14 - DIAS FINAIS

  Marcelo tomou uma decisão:

- Vou até a casa de Roseli bater um papo com o pai dela.

- Posso ir com você?

- Não é preciso, Vítor.

- Mas quero ir, Marcelo. Por favor... -Insisti, pois fiquei com medo do que poderia acontecer.

- Tudo bem, vamos...

Lá no momento em que o pai dela ia saindo para o trabalho, aproximamo-nos.

- Seu Guimarães, posso conversar um instante com o senhor?

- Não temos nada para conversar, rapazinho.

-Acho que temos sim...

- Bem, já que você insiste, vamos lá. Quem sabe eu consiga fazê-lo esquecer de minha filha...

“Ou o Marcelo consiga o contrário”, pensei comigo mesmo.

Dentro de casa, na sala de estar, Marcelo foi direto ao assunto:

- Parece que o senhor não quer que eu e Roseli namoremos?

- Não é bem isso. Roseli é muito nova ainda e eu quero que ela estude primeiro para depois namorar.

Ele conseguiu uma boa saída de início.

- Não me parece que o motivo seja bem esse...

- Onde você quer chegar, Marcelo?

- Ela me contou o verdadeiro motivo.

- Bem, tente entender, meu rapaz. Quando a gente cria uma filha, espera o melhor para ela. Nunca imaginamos que...

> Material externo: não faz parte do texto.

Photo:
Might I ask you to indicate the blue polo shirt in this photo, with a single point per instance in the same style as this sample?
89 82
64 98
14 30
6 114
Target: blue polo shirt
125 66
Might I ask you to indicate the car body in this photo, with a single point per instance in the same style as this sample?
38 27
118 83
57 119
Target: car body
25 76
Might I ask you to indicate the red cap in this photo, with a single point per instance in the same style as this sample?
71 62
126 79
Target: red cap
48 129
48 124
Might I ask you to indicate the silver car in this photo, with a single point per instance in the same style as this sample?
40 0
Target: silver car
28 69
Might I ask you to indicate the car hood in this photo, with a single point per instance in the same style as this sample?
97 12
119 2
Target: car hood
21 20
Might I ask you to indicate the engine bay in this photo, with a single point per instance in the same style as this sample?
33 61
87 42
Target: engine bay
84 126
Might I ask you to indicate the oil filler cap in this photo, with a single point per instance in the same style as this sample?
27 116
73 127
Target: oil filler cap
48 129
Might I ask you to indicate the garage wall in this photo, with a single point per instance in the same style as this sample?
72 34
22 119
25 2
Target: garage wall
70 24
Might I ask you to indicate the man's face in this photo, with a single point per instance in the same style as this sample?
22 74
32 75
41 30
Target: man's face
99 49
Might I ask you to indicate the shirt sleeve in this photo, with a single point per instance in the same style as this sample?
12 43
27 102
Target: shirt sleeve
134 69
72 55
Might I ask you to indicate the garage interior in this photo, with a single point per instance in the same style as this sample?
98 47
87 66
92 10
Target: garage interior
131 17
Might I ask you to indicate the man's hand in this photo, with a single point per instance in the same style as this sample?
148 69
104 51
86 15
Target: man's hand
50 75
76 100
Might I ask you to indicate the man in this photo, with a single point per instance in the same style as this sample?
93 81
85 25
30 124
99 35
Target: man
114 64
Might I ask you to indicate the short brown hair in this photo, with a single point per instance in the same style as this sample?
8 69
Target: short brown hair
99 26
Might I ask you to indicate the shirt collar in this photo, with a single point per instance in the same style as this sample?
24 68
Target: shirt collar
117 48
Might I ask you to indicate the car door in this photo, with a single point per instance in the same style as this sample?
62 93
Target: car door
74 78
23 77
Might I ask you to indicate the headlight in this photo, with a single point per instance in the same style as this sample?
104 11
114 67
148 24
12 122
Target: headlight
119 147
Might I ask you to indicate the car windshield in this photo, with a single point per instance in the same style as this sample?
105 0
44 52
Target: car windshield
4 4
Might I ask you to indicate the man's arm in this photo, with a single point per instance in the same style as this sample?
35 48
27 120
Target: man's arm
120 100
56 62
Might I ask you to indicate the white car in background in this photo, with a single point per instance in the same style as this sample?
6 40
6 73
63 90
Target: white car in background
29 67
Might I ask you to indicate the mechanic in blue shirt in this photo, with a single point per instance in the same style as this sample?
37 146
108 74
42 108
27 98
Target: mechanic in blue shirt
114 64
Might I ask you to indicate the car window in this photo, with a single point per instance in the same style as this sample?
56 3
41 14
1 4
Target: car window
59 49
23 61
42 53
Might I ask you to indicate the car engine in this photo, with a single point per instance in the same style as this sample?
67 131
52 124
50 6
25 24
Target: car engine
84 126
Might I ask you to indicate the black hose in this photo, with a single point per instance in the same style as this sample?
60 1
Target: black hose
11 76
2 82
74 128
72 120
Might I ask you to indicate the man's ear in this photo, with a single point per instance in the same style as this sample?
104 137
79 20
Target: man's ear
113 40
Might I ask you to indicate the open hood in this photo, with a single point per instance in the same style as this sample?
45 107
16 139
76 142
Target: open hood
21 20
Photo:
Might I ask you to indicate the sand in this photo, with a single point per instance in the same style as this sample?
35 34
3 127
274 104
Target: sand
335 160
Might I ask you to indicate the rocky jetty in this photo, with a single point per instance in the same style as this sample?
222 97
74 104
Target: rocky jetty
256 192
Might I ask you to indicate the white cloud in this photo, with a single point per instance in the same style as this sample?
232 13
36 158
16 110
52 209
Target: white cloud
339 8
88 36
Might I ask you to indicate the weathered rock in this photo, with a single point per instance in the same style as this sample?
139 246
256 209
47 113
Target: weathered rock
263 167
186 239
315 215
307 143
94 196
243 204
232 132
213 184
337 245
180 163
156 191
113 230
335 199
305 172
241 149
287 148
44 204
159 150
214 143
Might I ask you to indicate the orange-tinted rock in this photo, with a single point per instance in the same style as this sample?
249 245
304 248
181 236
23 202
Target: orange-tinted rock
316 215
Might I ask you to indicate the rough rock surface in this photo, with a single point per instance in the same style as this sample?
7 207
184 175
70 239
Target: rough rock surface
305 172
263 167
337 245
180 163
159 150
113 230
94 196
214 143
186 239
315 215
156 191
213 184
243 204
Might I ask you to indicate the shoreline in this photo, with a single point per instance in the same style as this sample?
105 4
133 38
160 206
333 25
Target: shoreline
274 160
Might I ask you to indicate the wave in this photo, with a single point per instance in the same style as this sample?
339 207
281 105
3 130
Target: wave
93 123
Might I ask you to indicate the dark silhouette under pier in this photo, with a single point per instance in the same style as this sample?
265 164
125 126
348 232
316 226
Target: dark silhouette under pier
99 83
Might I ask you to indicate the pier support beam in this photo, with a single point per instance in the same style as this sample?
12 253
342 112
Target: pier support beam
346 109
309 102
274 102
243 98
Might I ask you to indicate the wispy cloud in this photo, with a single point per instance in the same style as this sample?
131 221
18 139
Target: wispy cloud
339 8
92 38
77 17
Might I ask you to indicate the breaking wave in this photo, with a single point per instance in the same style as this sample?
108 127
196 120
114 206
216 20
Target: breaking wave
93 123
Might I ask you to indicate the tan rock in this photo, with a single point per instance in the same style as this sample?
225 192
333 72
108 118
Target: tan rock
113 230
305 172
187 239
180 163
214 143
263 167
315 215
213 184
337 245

- ...que ela queira namorar um cara com deficiência assim como eu, não é? Desculpe ter interrompido o senhor. Posso entender a sua posição, pois eu também já fui uma pessoa sem limitação física. Naquela época nem se quer olhava para eles e muito menos para as moças “deficientes”. Depois que passei a integrar e conviver com essa turma, descobri o mundo maravilhoso que os cercam, assim como também os seus problemas. Só que o importante foi descobrir que, apesar de possuírem algumas limitações, são potencialmente dotadas e normais como outra pessoa qualquer e lutam por dias melhores.

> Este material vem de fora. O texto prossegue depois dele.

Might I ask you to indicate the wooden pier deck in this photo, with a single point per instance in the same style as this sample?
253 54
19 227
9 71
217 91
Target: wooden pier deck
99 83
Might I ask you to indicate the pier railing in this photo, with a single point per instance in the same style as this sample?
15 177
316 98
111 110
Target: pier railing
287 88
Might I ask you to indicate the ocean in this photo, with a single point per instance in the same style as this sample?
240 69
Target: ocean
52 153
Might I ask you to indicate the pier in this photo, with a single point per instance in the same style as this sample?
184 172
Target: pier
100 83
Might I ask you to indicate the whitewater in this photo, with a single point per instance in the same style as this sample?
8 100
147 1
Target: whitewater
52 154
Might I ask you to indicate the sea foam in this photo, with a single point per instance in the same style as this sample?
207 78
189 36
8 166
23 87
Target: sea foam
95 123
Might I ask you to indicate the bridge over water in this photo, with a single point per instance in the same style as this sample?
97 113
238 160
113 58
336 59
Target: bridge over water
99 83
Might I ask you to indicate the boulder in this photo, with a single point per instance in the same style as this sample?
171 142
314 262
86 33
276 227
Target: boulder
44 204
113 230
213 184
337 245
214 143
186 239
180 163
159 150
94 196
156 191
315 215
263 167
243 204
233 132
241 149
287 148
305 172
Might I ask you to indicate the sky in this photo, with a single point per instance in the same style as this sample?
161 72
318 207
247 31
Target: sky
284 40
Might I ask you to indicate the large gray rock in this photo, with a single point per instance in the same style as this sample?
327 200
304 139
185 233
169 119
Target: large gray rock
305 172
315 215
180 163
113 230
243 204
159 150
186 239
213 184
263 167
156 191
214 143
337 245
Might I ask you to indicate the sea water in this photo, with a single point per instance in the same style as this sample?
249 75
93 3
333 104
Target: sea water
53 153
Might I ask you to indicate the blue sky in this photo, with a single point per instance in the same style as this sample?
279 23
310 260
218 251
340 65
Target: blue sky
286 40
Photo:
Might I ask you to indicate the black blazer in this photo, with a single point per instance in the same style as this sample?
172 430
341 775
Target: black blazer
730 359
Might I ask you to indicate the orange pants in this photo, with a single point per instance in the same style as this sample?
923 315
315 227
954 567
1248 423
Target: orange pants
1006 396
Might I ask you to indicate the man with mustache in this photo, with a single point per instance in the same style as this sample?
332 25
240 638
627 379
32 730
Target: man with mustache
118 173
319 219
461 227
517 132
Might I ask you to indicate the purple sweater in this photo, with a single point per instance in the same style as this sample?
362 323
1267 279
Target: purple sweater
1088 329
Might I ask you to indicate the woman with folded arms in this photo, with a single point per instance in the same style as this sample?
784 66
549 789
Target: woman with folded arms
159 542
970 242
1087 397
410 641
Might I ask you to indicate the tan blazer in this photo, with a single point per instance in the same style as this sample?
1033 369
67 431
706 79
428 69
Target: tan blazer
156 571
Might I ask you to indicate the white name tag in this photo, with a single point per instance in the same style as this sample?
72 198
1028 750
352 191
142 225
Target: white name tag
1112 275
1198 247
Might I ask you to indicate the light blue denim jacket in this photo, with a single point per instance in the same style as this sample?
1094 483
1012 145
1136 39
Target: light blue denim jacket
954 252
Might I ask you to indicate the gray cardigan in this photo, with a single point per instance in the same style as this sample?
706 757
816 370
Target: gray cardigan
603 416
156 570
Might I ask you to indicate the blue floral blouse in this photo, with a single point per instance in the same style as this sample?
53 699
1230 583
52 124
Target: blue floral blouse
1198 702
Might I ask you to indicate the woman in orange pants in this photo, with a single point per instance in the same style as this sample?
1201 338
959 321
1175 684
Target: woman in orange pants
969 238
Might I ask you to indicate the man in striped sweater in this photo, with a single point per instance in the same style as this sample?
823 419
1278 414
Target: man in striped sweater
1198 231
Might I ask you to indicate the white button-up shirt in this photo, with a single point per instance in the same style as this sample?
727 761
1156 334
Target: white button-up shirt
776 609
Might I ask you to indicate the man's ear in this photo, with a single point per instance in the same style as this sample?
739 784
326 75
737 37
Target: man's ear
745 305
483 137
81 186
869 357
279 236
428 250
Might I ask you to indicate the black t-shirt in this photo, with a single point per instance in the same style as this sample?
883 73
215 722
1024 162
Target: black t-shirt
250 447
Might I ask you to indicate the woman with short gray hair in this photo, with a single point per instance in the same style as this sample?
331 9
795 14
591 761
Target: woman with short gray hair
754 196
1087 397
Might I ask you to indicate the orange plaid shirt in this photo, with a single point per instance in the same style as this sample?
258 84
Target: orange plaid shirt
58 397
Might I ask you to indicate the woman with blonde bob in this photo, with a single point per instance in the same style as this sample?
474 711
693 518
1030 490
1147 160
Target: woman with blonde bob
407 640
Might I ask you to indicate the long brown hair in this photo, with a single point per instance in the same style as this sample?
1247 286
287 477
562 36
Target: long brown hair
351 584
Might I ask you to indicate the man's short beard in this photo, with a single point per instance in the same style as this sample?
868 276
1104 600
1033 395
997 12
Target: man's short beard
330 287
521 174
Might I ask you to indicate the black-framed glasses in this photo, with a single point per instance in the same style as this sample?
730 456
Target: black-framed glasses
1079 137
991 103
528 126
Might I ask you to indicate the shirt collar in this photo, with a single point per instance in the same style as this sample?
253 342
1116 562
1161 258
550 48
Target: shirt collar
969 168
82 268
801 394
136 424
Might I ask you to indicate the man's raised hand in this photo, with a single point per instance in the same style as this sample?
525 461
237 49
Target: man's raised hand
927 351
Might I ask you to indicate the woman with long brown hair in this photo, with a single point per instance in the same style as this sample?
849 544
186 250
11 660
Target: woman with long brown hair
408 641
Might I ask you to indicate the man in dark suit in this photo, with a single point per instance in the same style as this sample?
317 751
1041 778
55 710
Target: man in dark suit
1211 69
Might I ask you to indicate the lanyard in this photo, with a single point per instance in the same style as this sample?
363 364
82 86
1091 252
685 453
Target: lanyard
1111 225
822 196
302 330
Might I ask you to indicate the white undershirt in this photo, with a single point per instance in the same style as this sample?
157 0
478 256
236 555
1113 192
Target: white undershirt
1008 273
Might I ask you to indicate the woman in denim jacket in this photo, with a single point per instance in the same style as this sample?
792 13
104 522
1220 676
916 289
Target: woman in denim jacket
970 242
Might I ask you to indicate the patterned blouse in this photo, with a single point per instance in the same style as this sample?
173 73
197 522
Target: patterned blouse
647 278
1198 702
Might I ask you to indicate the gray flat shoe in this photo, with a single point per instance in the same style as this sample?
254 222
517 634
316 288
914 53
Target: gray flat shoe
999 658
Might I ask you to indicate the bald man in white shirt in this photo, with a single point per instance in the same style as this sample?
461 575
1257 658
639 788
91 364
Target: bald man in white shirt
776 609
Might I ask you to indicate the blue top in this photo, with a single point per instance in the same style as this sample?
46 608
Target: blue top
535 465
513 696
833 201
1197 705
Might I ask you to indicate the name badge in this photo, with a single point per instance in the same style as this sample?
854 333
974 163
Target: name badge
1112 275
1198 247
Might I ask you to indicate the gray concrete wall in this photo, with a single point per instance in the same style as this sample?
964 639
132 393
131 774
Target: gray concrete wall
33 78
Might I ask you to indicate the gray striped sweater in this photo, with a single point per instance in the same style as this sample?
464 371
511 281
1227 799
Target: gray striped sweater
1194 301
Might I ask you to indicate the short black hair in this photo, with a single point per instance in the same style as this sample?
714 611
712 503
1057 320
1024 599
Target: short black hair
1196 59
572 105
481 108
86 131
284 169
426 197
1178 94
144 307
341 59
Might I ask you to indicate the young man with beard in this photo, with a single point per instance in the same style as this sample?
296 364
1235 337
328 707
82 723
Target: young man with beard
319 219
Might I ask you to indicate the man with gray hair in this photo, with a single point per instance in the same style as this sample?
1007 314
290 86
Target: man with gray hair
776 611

Seu Guimarães tirou o lenço do bolso, enxugou a testa e disse a Marcelo:

- Sim, tudo bem, mas voltando ao que eu estava dizendo, nós pais também nos preocupamos com o futuro de nossos filhos...

O que ele estava tentando explicar era que o problema envolve a questão econômica. Infelizmente, nossa sociedade tem certos conceitos errados a respeito das pessoas com deficiência. E naquela época era pior ainda! Muitos eram considerados como pessoas sem condições para trabalhar e produzir. Isto, porque o mercado de trabalho brasileiro não lhes davam oportunidades para competir de igual por igual. E assim, acreditava-se que eles não teriam capacidades de ser independentes financeiramente e muito menos sustentar e manter uma família. 

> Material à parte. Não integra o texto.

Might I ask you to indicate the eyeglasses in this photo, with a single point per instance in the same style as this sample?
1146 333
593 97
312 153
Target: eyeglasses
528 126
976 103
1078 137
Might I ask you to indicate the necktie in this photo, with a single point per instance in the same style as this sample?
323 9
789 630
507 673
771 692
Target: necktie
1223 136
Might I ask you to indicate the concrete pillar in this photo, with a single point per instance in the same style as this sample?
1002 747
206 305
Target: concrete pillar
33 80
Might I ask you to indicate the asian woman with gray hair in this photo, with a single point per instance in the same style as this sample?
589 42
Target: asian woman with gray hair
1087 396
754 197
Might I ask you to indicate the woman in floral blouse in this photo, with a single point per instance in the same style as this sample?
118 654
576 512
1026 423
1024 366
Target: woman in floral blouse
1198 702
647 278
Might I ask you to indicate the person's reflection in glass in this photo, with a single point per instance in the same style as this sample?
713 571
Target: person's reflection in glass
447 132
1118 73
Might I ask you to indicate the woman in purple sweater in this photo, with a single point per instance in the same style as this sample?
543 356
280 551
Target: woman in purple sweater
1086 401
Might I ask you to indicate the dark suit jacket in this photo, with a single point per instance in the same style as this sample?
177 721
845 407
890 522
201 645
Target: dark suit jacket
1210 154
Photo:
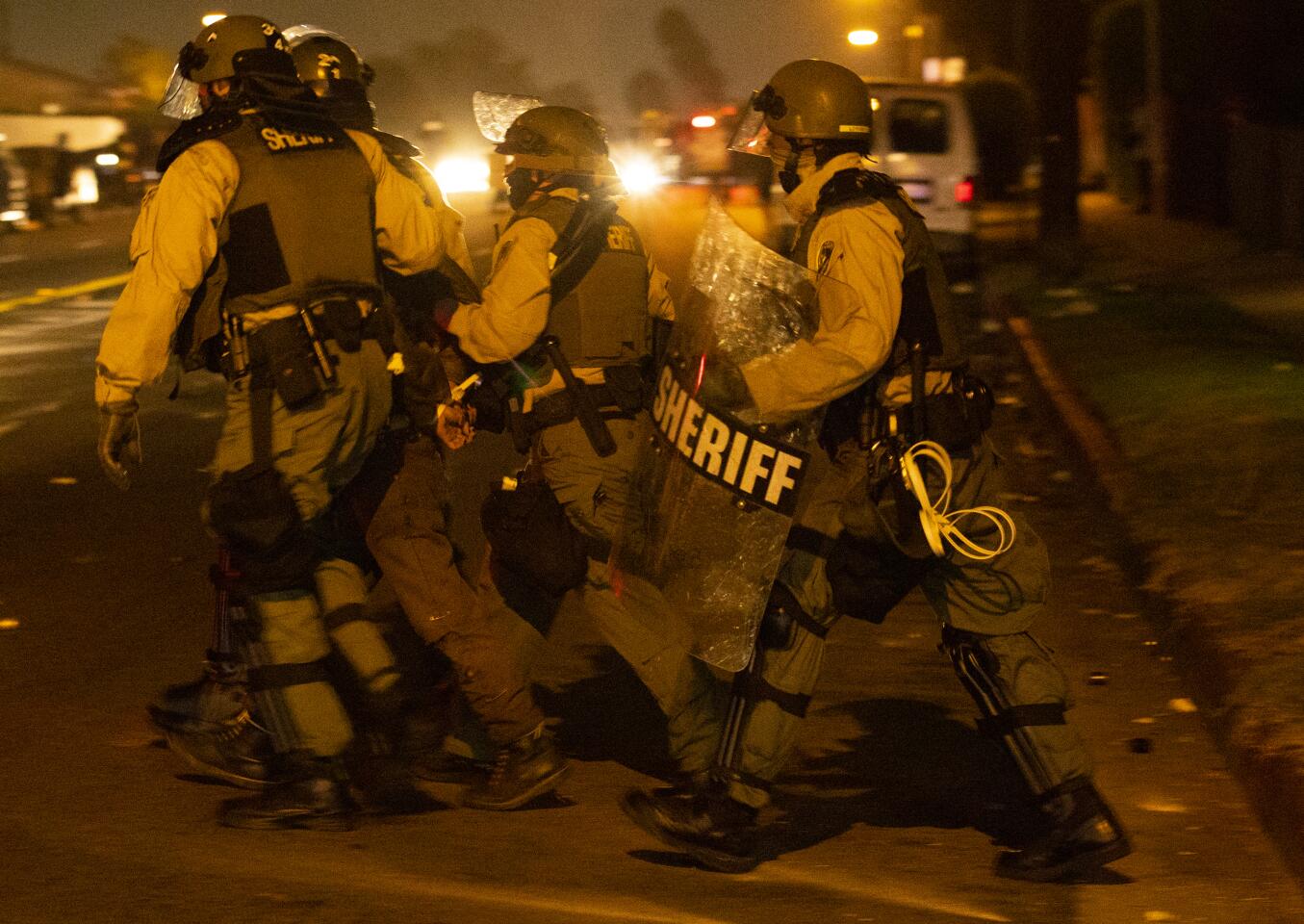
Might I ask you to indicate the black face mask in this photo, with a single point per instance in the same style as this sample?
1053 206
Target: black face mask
521 184
788 178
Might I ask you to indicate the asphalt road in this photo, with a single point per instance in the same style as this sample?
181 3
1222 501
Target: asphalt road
881 818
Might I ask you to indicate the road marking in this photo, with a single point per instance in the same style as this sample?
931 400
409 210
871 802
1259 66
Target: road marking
43 295
911 895
573 906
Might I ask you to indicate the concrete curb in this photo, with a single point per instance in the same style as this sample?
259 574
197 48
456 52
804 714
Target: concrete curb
1273 781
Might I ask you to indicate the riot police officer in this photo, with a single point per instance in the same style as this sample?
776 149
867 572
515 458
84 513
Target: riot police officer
408 532
570 271
228 251
889 367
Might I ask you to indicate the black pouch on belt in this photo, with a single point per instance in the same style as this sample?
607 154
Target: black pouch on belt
282 356
627 388
531 534
344 322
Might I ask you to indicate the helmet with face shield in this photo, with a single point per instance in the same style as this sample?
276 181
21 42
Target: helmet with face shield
335 72
232 47
804 103
543 141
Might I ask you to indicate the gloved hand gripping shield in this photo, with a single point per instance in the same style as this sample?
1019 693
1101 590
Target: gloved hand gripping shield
715 488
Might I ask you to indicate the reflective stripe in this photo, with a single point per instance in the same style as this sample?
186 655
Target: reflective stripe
1021 717
755 688
349 612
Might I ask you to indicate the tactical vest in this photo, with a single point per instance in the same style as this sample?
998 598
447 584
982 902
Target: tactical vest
926 312
301 222
602 320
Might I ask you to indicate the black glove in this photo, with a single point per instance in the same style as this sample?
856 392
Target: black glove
118 443
425 385
723 385
489 400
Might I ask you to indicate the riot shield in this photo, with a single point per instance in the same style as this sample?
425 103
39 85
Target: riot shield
715 491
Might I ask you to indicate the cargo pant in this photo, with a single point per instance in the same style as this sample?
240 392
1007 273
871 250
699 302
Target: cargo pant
595 492
410 541
984 609
317 449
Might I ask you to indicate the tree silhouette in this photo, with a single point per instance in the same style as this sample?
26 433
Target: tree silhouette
690 58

Mesmo com essa insinuação, seu Guimarães perguntou: 

- E você, Marcelo, o que espera da vida?

- Estou no primeiro colegial. Daqui a dois anos quero estar ingressando numa Faculdade de Direito e vou lutar por isso. Acredito que, mesmo em uma cadeira de rodas, poderei ser um advogado.

- Acredito que sim, Marcelo. Torcerei por você...

- Obrigado. Mas agora tente me entender, seu Guimarães. O senhor acha que se eu realmente não gostasse de sua filha, estaria aqui, pedindo permissão para namorá-la. Eu gosto dela. Vou respeitá-la e fazê-la feliz acima de tudo.

Depois de uma longa e franca conversa entre eles, Seu Guimarães deu o seu parecer final:

- É, muitas vezes a gente erra por julgar uma pessoa só pela aparência. Achei você um rapaz muito legal, educado e sincero. Mas minha resposta ainda é não. Como já disse, anteriormente, quero que Roseli estude. Um namoro agora, seja com você ou com qualquer outro rapaz, só iria atrapalhar os planos que tracei para ela.

- Desculpe-me, o senhor está tentando decidir a sua própria vida!!! - Exclamou Marcelo meio desesperado, ouvindo o apelo.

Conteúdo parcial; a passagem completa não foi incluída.